More than 23,000 pieces of equipment are being procured by the Electoral Commission (EC) for the verification of voting during the December general election, Dr Kwadwo Afari-Gyan, the Chairman of the EC, has said.
One verification equipment will be given to each of the more than 22,000 polling stations, while an extra equipment will be provided for each of the 230 constituencies to cater for any possible breakdown of the equipment on voting day.
The procurement of the equipment is expected to cost the nation about $30 million.
At a roundtable discussion on, “Biometric Voters Registration (BVR) and Verification System in West Africa: Nigeria’s Experience and Ghana’s Perspective”, in Accra yesterday, Dr Afari-Gyan said it was now certain that the EC would conduct a verification system for voting in the 2012 elections.
The roundtable, the second in the Election 2012 series, brought together the Chairman of the Independent National Electoral Commission (INEC) of Nigeria, Prof Attahiru Muhammadu Jega; the Director of the Centre for Democratic Development (CDD) West Africa, Nigeria, Dr Jibrin Ibrahim, and a Senior Research Fellow of the Institute of Democratic Governance (IDEG), Mr Kwesi Jonah, to discuss the BVR, its verification and implication on elections and democracy.
The event was organised by IDEG, in collaboration with the Civic Forum Initiative (CFI).
Dr Afari-Gyan said now that it was settled that the country would have a verification system for voting after the conclusion of the BVR, what was now at stake was what to do when the verification equipment broke down on voting day.
“We have to agree with the political parties on exactly what is to be done in the event of a breakdown of the verification equipment,” he said.
In his characteristic practical way, he emphasised that even with the biometric registration and verification, Ghanaians also needed to be vigilant.
Sharing some lessons learnt from the pilot registration that ended over the weekend, Dr Afari-Gyan said the system was deliberately tested to investigate how double registration would play out.
He said double registration was immediately identified and anyone who registered and attempted to do so the second time would immediately be identified by the equipment.
He also gave some innovations with the BVR voting, including a daily print-out of a polling station’s list of registered voters.
He also said that with the biometric registration process, voters would be assigned to specific polling stations for the voting day, saying that was to help in the logistical planning for voting day.
For his part, Professor Jega suggested the use of the youth who were technologically savvy in the development of software for the BVR exercise.
He said five young Nigerians had developed the software used for the BVR in Nigeria from open source and free of charge.
He said relying on local capacity in the development of software eliminated the heavy licences and fees charged by international copyrighted software and also put to use the capacity and skill of the youth in Africa.
Prof Jega also advised Ghanaians and the EC to determine their needs, decide on how to meet them and stay focused and not allow themselves to be distracted by others.
He recounted how some donor partners had kicked against Nigeria’s decision to use a local resource in the BVR, with excuse that the use of local resource was not possible.

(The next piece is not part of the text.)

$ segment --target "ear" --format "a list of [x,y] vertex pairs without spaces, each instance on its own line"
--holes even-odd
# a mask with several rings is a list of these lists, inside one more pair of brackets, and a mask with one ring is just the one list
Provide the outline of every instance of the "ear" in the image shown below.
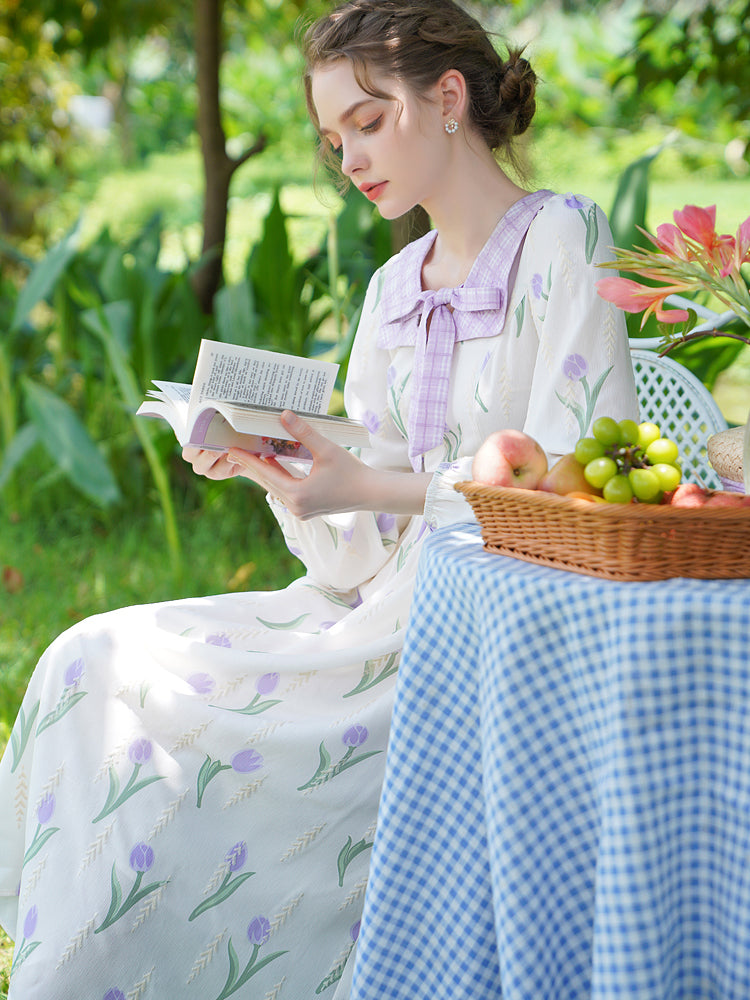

He said the EC, in the execution of the BVR, needed to always be ahead of politicians who always sought ways to manipulate systems, such as the BVR.
Dr Jibrin, for his part, said the face of elections currently was the movement to technologically enabled and easier voter registration and voting exercises.
He said the BVR also enabled a more credible and permanent list of voters which could be updated when a person turned 18.
He also declared that civil society organisations and citizens needed to protect the mandate in the electoral process.
Mr Jonah said vigilance from all was important.
He also emphasised the need for all to register, saying the BVR would give a cleaner and leaner register.
“We all have a shared responsibility. When we go to sleep, we must ensure one eye is opened,” he advised.